The H5N1 flu virus apparently originated in Southeast Asia. It has certainly caused the most deaths in countries in that region with a death rate of about 50% of the infected population. Fortunately, the disease has not developed the ability to be easily transmitted to humans or between humans, so the infection rate and the total number of deaths have been relatively low.
Outside of Southeast Asia, the country with the highest number of H5N1 infections has been Egypt. According to the Independent article there has also been a change in the infection pattern and the fatality rate in that country. Both of these are indications that the virus is evolving; a not unexpected occurrence given the high mutation rate in the flu virus in general.
Infection Pattern
The first oddity in the infection pattern is that most of the infected patients are children; in Southeast Asia the infected patients are a virtual cross section of the exposed community. While children are more vulnerable to viral infections because of their less developed immune system, that would typically result in a higher complication or mortality rate for children not a significantly higher infection rate.

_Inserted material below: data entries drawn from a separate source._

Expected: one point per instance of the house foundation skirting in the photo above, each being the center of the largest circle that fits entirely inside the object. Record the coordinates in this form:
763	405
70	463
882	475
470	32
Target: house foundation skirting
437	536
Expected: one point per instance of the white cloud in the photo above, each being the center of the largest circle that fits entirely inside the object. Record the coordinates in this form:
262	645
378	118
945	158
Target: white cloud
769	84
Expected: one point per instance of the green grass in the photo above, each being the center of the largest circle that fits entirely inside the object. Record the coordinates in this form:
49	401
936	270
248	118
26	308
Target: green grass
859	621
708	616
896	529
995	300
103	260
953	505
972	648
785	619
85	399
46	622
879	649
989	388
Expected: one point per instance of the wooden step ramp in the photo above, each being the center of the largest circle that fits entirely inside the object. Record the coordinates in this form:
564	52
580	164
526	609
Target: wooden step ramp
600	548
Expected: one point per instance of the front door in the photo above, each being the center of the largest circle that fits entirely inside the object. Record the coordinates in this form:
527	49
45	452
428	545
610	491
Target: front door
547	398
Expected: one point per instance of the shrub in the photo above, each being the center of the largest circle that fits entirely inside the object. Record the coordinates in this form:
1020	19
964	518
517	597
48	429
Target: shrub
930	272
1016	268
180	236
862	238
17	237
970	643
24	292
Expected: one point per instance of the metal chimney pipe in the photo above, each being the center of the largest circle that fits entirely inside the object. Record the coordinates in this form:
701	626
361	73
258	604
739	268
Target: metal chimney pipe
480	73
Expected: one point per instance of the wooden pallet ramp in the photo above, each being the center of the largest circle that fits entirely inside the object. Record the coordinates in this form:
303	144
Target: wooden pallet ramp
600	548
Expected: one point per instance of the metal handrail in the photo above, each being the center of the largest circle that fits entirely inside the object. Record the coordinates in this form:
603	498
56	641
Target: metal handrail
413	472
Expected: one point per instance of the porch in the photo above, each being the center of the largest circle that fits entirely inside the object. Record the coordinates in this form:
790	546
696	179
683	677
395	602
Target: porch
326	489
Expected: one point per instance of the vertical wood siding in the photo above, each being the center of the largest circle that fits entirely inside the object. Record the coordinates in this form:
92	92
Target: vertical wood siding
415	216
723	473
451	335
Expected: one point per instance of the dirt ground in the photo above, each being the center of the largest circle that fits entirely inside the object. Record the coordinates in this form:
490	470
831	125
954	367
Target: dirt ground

What WHO authorities are afraid of is that they are not identifying the infected people in the remainder of the population because they are not requiring medical treatment. This is called having a sub-clinical infection'. With a rise in the number of sub-clinical infections the probability of human-to-human transmission rises. Human-to-human transmission is a pre-requisite for a flu pandemic.
Changes in Mortality Rate
So far, the death rate from the Egyptian version of the H5N1 virus is much lower than 50%. While this is good news for those infected with the virus, this also raises concerns in the medical community. If a pandemic were to start with this strain of the flu virus and it had a 50% mortality rate, it would be much easier to get the vast majority of people to comply with preventive measures. If it were much lower than 50%, more people would not worry much about the virus and they would be less likely to take appropriate precautions to prevent the spread of the resulting illness. Just look at the low rate of flu vaccine use in the United States.
As the article points out in its closing sentence: "Studies show that an outbreak that killed as few as 5 per cent of those it infected could still cause hundreds of millions of deaths around the world."